Imholte spoke before heading to India as one of the delegates on Gov. Pawlenty’s trade mission. During the mission this week, he’ll be scouting for businesses in India to which he can outsource manufacturing work.

while Imholte contends he would rather not send decent paying jobs like welding and machining overseas, he feels the potential savings are propelling him in that direction.

Many big Minnesota companies are offshoring work. Northwest Airlines, Best Buy, and even the state’s Department of Natural Resources send IT work overseas. The Star Tribune newspaper of Minneapolis recently sent 20 jobs related to production of display ads to an Indian prepress agency.

Several years ago, Forrester Research estimated about 3.3 million U.S. jobs will have migrated offshore by 2015.

“Sometimes there are just no more openings. And then good American workers are left without jobs,” says Tim Lovaasen, head of the Minnesota chapter of the Communications Workers of America.

The union represents call center workers whose jobs are especially prone to offshore outsourcing.

Lovaasen says it’s not so easy for American workers left in the wake of offshoring to find other jobs. He’d like to see the trade mission to India produce more jobs in Minnesota, but he’s not sure it will.

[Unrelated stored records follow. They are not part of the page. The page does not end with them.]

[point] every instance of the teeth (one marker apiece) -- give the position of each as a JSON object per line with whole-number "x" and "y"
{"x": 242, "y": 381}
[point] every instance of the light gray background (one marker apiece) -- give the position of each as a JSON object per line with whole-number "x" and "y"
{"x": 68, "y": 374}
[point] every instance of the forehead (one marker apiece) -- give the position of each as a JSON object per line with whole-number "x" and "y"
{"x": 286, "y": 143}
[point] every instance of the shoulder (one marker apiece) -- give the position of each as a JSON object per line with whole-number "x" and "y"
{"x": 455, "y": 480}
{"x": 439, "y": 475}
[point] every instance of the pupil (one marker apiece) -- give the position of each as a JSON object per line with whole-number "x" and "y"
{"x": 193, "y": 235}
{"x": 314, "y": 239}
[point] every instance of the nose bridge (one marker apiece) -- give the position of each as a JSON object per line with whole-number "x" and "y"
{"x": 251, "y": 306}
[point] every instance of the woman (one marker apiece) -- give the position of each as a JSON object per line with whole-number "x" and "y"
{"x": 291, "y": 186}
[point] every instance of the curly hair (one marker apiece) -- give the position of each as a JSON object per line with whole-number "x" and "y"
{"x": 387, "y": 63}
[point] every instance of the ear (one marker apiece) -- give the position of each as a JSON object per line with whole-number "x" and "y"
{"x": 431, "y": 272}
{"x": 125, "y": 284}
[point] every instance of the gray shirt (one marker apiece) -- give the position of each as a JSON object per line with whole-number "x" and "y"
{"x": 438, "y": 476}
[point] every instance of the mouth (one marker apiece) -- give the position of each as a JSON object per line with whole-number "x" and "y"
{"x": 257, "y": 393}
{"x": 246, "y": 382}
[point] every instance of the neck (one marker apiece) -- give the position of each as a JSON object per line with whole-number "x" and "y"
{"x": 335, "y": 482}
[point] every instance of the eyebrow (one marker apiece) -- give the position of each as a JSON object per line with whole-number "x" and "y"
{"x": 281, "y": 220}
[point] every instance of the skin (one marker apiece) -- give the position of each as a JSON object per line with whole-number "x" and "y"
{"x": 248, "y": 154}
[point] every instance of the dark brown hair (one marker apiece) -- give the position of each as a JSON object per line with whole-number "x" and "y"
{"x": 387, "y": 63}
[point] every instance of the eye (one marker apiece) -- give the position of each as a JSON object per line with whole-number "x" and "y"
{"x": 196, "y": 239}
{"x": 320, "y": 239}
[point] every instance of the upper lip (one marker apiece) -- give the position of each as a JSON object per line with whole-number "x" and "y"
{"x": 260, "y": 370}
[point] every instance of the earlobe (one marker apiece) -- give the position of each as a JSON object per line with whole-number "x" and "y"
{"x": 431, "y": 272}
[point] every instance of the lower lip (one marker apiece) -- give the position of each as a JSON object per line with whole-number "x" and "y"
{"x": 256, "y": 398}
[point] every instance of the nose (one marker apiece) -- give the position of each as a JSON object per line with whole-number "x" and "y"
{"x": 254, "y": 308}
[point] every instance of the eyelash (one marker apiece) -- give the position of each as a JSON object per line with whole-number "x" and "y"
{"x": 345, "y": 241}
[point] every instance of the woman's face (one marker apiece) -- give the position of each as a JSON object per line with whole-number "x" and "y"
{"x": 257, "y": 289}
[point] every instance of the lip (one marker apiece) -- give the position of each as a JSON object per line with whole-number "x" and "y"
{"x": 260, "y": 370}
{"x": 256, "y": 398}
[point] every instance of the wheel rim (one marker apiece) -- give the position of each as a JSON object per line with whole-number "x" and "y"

“These trade trips — you sometimes wonder if we’re going to get out of it something that helps the working people of Minnesota,” Lovaasen says.

Two of the major Indian outsourcing firms have invested in Minnesota and currently employ about 1,500 people.

But for Twin Cities outsourcing consultant Praba Manivasager of Analysts International, offshore outsourcing to places like India seems inevitable.

“Clients no longer ask us whether they should outsource offshore,” he explains. “Now it’s a question of what they should outsource, and how much they should outsource.”

Manivasager says companies want a host of needs fulfilled through offshoring — there’s savings, of course, but then there’s also flexibility and efficiency.

Those aspects play a big role in the offshoring strategy of Minneapolis-based Target Corp., which has a facility in Bangalore called Target India. Christopher Perrigo is chairman and vice president of Target India. He says it’s been a boon to divvy up projects between American and Indian workers operating in different time zones.

“Before Target India, it might take us two or three days to turn around, for instance a report, to give our managers insight into what’s happening in our business. Today we can turn that around overnight,” Perrigo explains.

The Minneapolis-based retailer does not operate any stores in India. But it has been relying on suppliers there since the 1970s, and has made use of Indian IT workers for several years.

Target’s Bangalore facility employs 1,000 workers and two more offices are in the works. Perrigo says competition for talented workers in India is increasing — especially in big cities.

“Bangalore today is a lot like Silicon Valley in the late ’90s, where you have a high demand for high-quality talent, and you have new companies always coming into Bangalore,” Perrigo says. “So, we’re in Bangalore, and we’re dealing with that competitive market as well.”

That competition is driving Indian wages up about 15 percent a year. Target would not discuss salaries of its Indian workforce. But some observers say even as Indian wages rise, American companies are still getting a good bargain. Companies can still pay engineers in India about $20,000 — one-fifth what their American counterparts might earn.

Still, some companies don’t want the hassle of sending work halfway around the globe to a place like India, which suffers from poor infrastructure and frequent power outages.

As Ralph Imholte of Minneapolis-based Bepex considers outsourcing to India, he’s weighing concerns about transporting his company’s heavy manufacturing equipment across India’s unreliable roads.

“Someone told us once, ‘If you built this down in southern India, and you want to ship it up to Mumbai, it’s going to take you six weeks. Whereas that same distance in the United States would take you about a week,’” he says with a laugh.

As Imholte thinks aloud about how he might deal with that issue, his voice trails off…and he says, well, it’s a problem.